Figure 1. Mechanism of action of OCA.

AIM OF THE STUDY

This research aims to assess the effectiveness of obeticholic acid in prediabetic obese subjects.

MATERIALS AND METHODS

Site and time of the study

Study site. Ain Shams University hospital.

Time of the study. From September 2021 till July 2022.

Method

Inclusion criteria: Aged 18-65 years, overweight or obese (BMI ≥25), diagnosed with prediabetes (defined as impaired fasting glucose [IFG]: fasting plasma glucose between 100–125 mg/dl and/or impaired glucose tolerance [IGT]: a 2-hour plasma glucose between 140–199 mg/dl during an oral glucose tolerance test [OGTT] and/or HbA_1c between 5.7–6.4%) using ADA 2022 for diagnosis of prediabetes, normal liver function tests, and ability to understand and give informed written.

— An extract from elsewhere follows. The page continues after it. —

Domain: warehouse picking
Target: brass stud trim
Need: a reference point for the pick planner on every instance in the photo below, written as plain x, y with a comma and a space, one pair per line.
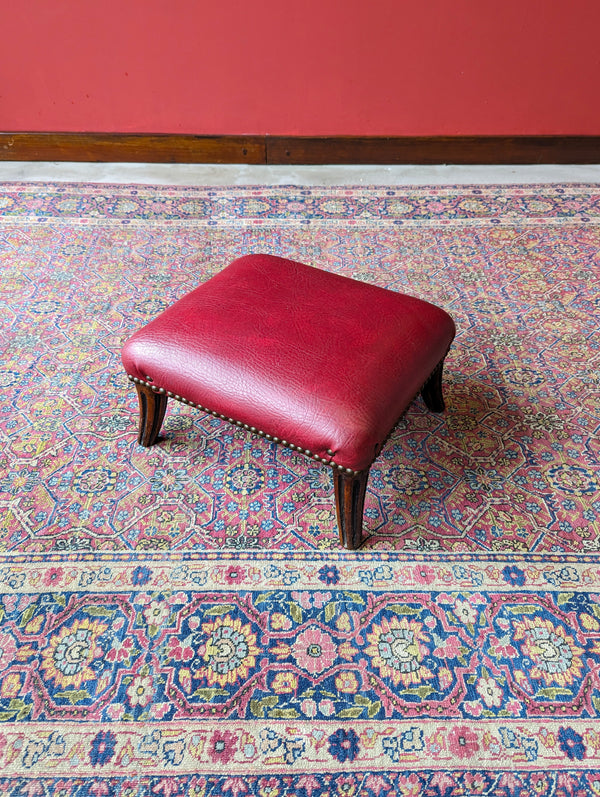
273, 438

Exclusion criteria: Obeticholic acid hypersensitivity during pregnancy or nursing, Treatment with a hypoglycemic drug, liver disease other than fatty liver, particularly viral hepatitis, or abnormal renal function (serum creatinine >2 mg/dL).

The withdrawal criteria: failure of follow up or patient desire.

Sampling method from the study population:

This was a randomized single blinded placebo-controlled clinical trial.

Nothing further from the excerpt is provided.